THE PAKISTANI journalist Syed Saleem Shahzad knew he was in danger. His beat, which involved delving into the murky nexus that exists between militant groups and Pakistan’s formidable security apparatus, brought him into contact with all kinds of unsavoury characters. Shahzad’s fearless reporting needled many, several of whom wanted him silenced. He had informed Human Rights Watch of repeated threats from the Inter-Services Intelligence (ISI), Pakistan’s powerful spy agency.

Last week, Shahzad’s battered body was fished from a canal after he disappeared from a high-security zone in the Pakistani capital Islamabad. His final article, published two days earlier, suggested that a recent attack on a Karachi naval base was retaliation by militants over efforts to root out al-Qaeda sympathisers in the navy. The audacious 17-hour assault on the facility embarrassed Pakistan’s military establishment, which had already been smarting over the US raid that killed Osama Bin Laden in a garrison town last month.

The manner of Shahzad’s abduction, torture, and killing, along with the knowledge that he felt sufficiently threatened by the ISI to contact Human Rights Watch last October, has caused many to point the finger at the much-feared agency.
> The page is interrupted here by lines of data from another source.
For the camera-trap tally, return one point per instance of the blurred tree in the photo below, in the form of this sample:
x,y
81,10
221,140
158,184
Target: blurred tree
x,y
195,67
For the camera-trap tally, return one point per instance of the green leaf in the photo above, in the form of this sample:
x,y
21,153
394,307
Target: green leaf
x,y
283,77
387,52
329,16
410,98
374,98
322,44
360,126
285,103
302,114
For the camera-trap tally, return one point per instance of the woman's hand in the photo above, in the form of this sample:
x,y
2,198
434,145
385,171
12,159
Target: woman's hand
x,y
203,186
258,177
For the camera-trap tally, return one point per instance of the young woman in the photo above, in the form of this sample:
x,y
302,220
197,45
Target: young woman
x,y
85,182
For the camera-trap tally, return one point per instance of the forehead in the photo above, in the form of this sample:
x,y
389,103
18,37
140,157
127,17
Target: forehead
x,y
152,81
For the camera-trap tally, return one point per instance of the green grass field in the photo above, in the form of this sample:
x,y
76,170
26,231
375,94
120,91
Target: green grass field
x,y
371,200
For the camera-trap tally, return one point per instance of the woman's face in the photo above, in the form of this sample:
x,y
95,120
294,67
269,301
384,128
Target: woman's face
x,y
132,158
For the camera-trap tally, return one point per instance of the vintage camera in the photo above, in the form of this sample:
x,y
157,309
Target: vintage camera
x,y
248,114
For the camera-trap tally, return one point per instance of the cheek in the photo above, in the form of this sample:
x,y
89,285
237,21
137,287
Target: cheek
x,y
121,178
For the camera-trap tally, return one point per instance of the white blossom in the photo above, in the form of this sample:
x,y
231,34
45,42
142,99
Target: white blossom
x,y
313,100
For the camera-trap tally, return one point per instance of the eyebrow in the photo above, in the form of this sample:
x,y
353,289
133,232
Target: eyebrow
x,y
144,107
The consensus in Pakistan is that the investigative journalist was targeted because he knew too much, and revealed too much in his reporting.
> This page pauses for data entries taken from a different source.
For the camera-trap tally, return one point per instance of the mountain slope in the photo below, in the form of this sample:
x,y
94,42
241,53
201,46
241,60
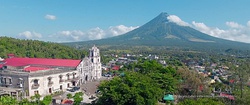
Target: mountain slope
x,y
161,32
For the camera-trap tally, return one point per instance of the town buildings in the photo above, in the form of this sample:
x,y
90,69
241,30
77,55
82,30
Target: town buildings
x,y
30,76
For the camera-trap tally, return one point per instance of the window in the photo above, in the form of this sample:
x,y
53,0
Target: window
x,y
10,81
68,77
5,81
36,92
36,81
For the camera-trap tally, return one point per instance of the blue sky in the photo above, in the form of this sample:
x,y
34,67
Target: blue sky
x,y
80,20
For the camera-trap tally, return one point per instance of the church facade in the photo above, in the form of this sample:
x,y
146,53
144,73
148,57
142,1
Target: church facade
x,y
90,67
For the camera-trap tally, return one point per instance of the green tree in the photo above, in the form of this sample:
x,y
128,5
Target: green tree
x,y
36,98
8,100
131,89
47,100
201,101
69,96
78,98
Few have much faith in prime minister Yousuf Raza Gilani’s pledge that those responsible for Shahzad’s death will be brought to justice, because, not only is Pakistan one of the most dangerous countries for journalists to work in, it is also a place where their killers go free.

According to the Committee to Protect Journalists, in the years since the kidnapping and murder of the Wall Street Journalreporter Daniel Pearl in 2002, more than 30 media workers have met a violent end in Pakistan, 17 of them targeted specifically for their work. The Pearl killing is the only case where anyone has been brought to book.

Shahzad’s death, which has echoed far beyond Pakistan, raises disturbing questions for the country. It has highlighted yet again the ease with which challenging voices are snuffed out – whether it is someone who shines a light in dark corners, like Shahzad, or politicians like Salman Taseer or Shahbaz Bhatti, both recently killed for objecting to Pakistan’s draconian blasphemy laws. It has acted as a reminder of a culture of impunity that continues unchecked.